I could tell you in my 35 years of experience, it is extremely rare that I go into one of the five hospitals that I’m currently on staff at and they are actually on time. There are many different reasons for this, but keep in mind, you don’t own the hospital and you are there as an employee or independent contractor for that hospital and there are many, many different moving parts. So to get anesthesia, nurse anesthetist, floating nurses, scrub nurses, sterilization, appointments, it’s not as easy as you would think. I would strongly recommend that you understand that if you think it’s going to take an hour to do a procedure, plan on three. It is a long, arduous procedure and obviously the patient safety comes first. But for those solo practitioners that don’t have coverage, you may want to consider making sure you have proper backup and support before you leave your organization.
That leads to a closing question that when you’re doing sedation in your office, it’s critical that you stay with the patient while they’re sedated.
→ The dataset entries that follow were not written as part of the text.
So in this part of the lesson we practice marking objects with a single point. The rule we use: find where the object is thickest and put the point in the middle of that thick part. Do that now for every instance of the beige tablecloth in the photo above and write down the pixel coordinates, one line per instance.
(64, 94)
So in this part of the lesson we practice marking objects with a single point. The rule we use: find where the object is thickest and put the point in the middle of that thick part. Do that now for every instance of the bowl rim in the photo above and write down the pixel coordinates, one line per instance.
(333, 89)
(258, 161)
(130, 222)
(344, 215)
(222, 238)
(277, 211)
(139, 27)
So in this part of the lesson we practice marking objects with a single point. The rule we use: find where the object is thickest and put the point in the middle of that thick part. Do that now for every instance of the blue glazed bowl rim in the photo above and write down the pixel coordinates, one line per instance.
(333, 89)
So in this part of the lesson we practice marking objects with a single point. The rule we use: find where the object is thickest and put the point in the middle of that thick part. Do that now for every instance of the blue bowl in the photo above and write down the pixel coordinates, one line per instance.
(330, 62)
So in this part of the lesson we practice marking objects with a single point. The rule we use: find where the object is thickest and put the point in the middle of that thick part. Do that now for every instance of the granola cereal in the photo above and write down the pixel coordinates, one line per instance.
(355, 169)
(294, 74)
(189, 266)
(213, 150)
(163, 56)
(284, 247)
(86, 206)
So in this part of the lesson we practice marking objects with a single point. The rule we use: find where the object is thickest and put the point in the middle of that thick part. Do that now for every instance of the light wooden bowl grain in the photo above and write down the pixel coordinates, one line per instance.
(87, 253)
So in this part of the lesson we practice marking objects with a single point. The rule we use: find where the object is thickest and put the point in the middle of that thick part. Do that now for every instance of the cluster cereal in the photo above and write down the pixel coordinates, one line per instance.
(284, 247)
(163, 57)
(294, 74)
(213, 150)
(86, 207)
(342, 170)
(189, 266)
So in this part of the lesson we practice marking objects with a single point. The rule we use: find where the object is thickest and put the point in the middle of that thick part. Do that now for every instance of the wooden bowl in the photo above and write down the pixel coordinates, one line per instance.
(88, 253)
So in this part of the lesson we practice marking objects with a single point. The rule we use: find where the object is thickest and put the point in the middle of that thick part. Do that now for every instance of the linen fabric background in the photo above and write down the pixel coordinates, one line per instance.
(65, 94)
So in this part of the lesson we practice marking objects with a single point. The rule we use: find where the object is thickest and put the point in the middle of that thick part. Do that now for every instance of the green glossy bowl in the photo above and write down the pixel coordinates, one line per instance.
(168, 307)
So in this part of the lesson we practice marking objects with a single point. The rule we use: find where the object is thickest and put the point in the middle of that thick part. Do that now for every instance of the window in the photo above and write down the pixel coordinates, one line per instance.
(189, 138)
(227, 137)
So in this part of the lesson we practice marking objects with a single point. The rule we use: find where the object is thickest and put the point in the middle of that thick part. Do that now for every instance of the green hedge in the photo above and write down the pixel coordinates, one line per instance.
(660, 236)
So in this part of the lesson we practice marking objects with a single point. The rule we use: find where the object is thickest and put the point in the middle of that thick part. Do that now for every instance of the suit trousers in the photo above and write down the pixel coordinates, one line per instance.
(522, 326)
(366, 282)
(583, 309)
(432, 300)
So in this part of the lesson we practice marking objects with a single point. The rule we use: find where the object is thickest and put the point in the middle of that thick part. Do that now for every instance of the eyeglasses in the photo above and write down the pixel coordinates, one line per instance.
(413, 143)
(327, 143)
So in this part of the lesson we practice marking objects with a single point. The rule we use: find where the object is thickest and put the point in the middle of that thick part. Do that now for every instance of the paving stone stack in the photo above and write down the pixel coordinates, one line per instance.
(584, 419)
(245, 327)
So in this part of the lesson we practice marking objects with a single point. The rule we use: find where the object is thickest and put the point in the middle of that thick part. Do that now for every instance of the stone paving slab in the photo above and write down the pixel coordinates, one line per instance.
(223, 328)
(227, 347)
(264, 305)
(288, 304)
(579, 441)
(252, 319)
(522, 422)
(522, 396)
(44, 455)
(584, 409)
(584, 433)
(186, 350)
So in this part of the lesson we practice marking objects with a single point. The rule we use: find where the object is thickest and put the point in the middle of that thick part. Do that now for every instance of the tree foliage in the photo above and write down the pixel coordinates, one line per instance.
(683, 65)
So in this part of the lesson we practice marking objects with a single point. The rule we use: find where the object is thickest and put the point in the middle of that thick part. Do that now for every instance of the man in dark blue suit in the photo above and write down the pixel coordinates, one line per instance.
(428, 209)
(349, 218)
Many times, you are forced to see patients that walk in for emergency care, doing hygiene re-care visits, so you have to have the proper processes and procedures in place if you’re going to offer a high level of care, service particularly for sedation. But in the end, I think it could be a boon to your office, your organization and to your patients which is most important.
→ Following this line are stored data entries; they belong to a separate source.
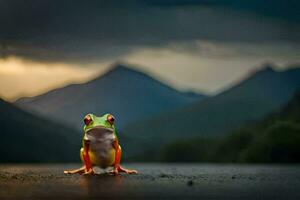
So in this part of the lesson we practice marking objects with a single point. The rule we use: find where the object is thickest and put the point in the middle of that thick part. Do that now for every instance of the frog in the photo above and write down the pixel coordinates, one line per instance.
(100, 146)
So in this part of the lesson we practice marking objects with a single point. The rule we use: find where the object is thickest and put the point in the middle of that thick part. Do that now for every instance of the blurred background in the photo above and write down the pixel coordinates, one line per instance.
(187, 80)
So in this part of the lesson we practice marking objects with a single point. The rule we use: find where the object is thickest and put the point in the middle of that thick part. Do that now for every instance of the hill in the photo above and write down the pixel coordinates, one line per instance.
(275, 139)
(128, 94)
(260, 94)
(27, 138)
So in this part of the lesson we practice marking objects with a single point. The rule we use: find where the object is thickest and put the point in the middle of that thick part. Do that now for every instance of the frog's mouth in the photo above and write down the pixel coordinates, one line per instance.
(99, 131)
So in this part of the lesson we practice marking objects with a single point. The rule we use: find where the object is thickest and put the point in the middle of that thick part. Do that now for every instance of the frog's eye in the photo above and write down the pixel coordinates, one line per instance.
(111, 119)
(87, 120)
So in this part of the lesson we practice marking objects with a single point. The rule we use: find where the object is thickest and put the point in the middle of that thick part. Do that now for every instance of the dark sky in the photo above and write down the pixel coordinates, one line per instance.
(96, 29)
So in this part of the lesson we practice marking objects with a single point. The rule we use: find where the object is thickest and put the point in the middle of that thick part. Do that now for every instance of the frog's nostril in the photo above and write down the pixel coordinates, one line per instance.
(87, 120)
(110, 119)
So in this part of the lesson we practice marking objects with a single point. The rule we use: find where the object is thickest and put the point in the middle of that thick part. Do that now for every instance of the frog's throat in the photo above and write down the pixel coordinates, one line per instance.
(100, 129)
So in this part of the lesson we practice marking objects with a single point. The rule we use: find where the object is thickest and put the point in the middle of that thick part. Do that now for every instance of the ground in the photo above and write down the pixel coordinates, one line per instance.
(154, 181)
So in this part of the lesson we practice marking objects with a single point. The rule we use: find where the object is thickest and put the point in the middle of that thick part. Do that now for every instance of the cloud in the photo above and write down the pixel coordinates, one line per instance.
(79, 31)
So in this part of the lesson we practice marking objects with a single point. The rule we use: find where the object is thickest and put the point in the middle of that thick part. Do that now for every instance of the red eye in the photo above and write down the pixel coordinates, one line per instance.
(111, 119)
(87, 120)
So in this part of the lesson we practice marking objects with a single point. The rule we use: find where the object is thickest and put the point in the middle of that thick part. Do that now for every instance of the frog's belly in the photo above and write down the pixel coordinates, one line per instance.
(101, 150)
I hope you’ve enjoyed today’s podcast. You’ve been listening to Dr. Kevin Coughlin at Ascent Radio. You’re listening to Ascent-Dental-Solutions, with a focus on knowledge, education, development and training. Again, special thanks to Mr. Foresta and his company, Stand Out and Be Heard, who brings you these excellent podcasts week after week. I hope you enjoyed today’s topic and I look forward to speaking to you in the near future.